Here is an excerpt from a Financial Times article by Simon Kuper (2014) talking about Amsterdam’s position in the world:
“…a new, higher category of cities may now be emerging: global capitals. Amsterdam has risen but New York, London and Hong Kong have risen faster. The Dutch elite is moving to Amsterdam; but many ambitious Dutch people no longer want to join the Dutch elite. They want to join the global elite. That often requires moving to a global capital.”
Anecdotally, I can say that almost everyone I know who has left Toronto for an opportunity has moved to New York, Silicon Valley, London, and so on. They have moved up the rank of global cities/capitals.
So while Peter may not have chosen the right way to deliver this message, I do believe it is a message worth delivering.
The following chart is from City Observatory. It compares per capita income against the college attainment rate for the largest US metropolitan areas. If you hover over a circle it’ll tell you the metro area and what the precise numbers are. If you can’t see the chart below, click here.
https://public.tableausoftware.com/javascripts/api/viz_v1.js
What they found from this data set is that educational attainment – the percentage of the population with a 4-year college degree – is the single most important factor when it comes to urban economic success. In fact, according to City Observatory, it accounts for 60% of the variation in per capita income across the metro areas listed above. That’s huge.
So even though people like Peter Thiel might be encouraging kids to drop out of College and start a company, having a well-educated population is a really important thing for cities. Actually, it’s the most important thing.
I just finished reading Peter Thiel’s new book, Zero to One: Notes on Startups, or How to Build the Future. For those of you who may not be well-versed in the world of technology geeks, Peter Thiel is an entrepreneur and investor. He was one of the founders of PayPal back in 1998 and was the first outside investor in Facebook in 2004. He invested $500,000 for a 10.2% stake in the company!
While the focus of the book is obviously on technology startups, it’s less about “here’s how you build a startup” (there is no formula) and more about “here’s how to think about the world, humanity, and the future of our civilization.” So even if you’re not a founder, or startup and technology enthusiast, I think you’d still find it really interesting.
As one example, Thiel makes the distinction early on in the book between what he calls “vertical or intensive progress” and “horizontal or extensive progress.” The specific example he gives is of typewriters and word processors.
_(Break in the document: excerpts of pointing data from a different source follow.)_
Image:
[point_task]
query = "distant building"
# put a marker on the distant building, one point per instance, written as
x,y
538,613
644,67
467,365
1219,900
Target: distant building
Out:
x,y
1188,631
If you take one typewriter and figure out how to make 100 of them, you’ve made horizontal progress. However, if you’ve just replaced typewriters with word processors, you’ve made vertical progress.
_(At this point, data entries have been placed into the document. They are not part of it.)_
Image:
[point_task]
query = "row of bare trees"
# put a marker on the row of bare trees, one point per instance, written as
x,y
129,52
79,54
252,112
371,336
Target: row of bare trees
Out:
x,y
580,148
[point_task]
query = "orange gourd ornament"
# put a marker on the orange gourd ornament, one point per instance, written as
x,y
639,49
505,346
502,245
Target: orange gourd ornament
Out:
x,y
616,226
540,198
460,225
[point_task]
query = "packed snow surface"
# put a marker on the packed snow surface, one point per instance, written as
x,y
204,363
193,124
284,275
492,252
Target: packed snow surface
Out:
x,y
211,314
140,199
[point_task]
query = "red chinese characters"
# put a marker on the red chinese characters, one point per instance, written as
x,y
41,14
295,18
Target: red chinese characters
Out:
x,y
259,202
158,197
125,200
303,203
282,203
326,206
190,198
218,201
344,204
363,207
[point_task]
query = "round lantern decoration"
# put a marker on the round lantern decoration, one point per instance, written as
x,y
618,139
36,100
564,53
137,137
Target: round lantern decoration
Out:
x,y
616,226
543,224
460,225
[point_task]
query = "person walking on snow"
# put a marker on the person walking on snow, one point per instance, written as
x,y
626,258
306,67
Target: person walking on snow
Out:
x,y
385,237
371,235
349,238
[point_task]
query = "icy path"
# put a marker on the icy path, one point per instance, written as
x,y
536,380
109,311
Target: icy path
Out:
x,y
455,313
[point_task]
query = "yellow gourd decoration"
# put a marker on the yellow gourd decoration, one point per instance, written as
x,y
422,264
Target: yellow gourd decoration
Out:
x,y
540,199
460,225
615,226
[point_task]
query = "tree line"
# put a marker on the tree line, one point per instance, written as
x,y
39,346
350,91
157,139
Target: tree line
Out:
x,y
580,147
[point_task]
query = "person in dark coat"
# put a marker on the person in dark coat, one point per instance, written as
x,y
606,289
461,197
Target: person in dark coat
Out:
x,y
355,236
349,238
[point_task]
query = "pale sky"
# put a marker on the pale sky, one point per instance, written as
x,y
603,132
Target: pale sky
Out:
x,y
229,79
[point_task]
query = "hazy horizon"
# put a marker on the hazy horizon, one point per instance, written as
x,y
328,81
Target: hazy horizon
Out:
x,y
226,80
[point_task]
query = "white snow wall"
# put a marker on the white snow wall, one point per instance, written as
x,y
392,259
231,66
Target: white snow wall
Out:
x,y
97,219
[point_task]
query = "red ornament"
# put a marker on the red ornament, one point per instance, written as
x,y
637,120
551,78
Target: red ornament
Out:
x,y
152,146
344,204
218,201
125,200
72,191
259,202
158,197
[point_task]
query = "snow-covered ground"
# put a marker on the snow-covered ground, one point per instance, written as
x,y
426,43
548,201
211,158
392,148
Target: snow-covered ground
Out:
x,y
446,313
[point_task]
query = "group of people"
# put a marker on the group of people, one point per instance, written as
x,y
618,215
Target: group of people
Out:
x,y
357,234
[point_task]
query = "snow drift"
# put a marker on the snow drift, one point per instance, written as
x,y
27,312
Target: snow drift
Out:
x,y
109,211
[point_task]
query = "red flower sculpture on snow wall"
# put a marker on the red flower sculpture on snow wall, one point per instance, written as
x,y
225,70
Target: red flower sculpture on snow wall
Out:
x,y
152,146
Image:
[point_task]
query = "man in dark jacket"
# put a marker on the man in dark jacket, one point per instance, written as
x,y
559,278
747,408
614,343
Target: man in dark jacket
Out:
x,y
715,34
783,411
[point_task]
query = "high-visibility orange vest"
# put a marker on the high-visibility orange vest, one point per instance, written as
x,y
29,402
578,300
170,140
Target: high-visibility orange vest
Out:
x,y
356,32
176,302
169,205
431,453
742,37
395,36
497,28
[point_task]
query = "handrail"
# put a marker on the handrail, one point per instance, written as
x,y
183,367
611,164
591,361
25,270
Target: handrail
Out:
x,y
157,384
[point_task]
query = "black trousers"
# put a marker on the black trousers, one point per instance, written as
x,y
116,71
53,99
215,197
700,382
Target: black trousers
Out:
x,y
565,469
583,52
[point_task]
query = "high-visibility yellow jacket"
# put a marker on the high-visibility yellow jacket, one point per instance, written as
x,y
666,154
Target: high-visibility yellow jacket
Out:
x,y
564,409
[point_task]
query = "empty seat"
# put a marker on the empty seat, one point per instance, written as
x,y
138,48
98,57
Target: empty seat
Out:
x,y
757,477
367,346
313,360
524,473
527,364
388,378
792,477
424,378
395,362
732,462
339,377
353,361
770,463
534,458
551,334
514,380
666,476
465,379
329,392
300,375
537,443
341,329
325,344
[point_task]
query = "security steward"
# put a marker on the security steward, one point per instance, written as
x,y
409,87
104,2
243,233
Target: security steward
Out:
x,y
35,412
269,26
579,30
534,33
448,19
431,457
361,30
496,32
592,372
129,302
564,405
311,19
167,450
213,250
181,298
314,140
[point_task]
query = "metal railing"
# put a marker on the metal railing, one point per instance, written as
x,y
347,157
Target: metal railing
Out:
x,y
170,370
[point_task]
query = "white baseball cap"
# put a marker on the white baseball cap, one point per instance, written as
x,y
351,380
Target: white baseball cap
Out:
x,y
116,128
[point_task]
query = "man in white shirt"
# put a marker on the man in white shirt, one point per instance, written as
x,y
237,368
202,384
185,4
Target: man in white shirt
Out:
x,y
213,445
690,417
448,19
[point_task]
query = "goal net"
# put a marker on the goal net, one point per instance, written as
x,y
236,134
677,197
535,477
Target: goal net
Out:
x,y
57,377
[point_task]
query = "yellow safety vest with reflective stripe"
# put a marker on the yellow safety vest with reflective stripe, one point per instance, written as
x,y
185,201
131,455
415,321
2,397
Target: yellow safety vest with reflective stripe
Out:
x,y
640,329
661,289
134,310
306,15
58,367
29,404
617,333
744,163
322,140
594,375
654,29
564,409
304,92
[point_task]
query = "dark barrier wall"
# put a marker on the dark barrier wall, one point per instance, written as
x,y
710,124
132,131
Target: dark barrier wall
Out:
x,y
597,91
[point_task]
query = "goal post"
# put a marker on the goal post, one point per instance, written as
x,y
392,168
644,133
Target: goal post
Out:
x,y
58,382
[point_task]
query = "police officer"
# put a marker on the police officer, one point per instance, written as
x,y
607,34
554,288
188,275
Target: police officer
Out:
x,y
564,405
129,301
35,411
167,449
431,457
In other words, vertical progress is doing new things and horizontal progress is just copying things that we know already work. In the grand scheme of the world, he argues that globalization is really just a form of horizontal progress. The rise of China is a result of them copying what has already worked in developed countries. But the true way to advance our economy and civilization is to not just copy – that’s easy – it’s to do, new, things.
That, of course, is a lot harder to do. But to build the future, you need to build things and do things that haven’t been done before.
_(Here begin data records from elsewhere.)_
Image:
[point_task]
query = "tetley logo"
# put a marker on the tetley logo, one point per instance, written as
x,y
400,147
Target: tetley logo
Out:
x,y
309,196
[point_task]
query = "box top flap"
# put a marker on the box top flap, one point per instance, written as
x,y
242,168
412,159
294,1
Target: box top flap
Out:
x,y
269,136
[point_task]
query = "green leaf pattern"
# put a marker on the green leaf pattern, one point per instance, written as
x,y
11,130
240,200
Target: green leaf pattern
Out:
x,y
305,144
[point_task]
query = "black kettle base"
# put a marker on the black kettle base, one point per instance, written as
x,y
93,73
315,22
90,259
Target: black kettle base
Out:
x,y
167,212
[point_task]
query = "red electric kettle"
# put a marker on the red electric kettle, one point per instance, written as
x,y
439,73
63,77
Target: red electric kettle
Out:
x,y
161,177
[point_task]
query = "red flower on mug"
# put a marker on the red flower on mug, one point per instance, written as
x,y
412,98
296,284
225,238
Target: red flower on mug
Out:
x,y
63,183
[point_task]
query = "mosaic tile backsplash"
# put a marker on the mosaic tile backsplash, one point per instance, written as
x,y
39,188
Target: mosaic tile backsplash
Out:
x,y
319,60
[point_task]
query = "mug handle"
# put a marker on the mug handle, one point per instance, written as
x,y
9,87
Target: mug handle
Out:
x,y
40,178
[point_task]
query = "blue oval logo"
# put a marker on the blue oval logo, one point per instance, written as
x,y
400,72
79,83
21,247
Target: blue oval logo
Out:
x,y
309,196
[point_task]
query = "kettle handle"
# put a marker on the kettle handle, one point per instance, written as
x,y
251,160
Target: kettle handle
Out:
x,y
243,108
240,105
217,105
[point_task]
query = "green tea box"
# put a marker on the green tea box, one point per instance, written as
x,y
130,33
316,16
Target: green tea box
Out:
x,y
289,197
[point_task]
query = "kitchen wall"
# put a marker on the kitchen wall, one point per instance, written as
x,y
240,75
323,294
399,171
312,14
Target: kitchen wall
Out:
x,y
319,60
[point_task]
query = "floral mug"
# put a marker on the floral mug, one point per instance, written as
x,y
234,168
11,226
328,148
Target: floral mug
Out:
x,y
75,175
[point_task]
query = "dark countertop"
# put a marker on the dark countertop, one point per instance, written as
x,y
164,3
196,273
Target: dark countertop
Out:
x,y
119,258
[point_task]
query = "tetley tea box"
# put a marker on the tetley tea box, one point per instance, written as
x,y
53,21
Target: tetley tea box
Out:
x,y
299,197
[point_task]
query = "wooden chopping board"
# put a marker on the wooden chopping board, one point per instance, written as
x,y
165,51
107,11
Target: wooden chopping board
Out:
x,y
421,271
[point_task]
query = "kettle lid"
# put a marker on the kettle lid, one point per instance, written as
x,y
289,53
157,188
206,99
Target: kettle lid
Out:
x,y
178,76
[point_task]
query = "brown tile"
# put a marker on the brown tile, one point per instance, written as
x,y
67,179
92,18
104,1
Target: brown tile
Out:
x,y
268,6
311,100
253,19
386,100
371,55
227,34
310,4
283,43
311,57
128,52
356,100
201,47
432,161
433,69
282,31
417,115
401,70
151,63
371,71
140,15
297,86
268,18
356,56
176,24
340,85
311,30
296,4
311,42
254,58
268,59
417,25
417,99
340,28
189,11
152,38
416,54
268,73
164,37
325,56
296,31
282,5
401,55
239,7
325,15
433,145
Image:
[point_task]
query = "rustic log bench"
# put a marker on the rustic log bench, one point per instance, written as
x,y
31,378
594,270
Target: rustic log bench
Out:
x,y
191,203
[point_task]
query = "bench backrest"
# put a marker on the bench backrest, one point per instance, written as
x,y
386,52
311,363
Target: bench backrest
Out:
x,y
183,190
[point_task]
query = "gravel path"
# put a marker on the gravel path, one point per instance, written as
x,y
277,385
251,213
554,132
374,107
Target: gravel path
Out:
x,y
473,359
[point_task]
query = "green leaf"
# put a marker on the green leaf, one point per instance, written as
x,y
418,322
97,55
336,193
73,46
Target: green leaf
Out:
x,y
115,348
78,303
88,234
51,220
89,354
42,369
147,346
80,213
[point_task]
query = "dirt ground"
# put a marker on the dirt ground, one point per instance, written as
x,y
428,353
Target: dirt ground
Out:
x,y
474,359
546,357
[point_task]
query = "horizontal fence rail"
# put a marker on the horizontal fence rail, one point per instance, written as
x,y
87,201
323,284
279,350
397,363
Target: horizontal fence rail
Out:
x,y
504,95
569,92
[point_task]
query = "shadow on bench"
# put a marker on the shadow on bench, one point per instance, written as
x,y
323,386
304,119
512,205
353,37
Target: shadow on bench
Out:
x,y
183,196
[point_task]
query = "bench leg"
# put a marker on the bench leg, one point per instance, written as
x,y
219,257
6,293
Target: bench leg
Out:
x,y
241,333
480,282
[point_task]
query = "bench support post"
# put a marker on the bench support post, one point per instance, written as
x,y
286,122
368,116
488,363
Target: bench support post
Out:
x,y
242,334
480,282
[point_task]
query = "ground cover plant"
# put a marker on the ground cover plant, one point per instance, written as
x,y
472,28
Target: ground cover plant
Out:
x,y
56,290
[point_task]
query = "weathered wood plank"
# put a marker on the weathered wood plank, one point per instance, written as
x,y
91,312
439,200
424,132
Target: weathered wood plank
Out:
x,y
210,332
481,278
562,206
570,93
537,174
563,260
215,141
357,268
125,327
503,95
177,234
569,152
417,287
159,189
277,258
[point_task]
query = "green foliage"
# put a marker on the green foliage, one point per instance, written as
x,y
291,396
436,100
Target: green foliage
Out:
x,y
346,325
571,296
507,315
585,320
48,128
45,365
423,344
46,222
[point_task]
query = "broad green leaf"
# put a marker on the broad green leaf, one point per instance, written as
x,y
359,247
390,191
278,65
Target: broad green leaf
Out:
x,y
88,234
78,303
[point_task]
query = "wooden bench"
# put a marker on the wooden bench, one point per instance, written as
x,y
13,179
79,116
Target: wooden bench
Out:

Which is why Thiel actually gives $100,000 to a handful of college students every year so that they can drop-out and pursue a startup. In his mind, our education system is just perpetuating the status quo. MBAs move money around without creating anything new. Lawyers just preserve value and mitigate risk, also without creating anything new (Thiel is trained as a lawyer). And so he doesn’t believe that is the best way forward.
This may not sit right with many of you, but questioning the status quo is a prerequisite if you’re trying to do new things.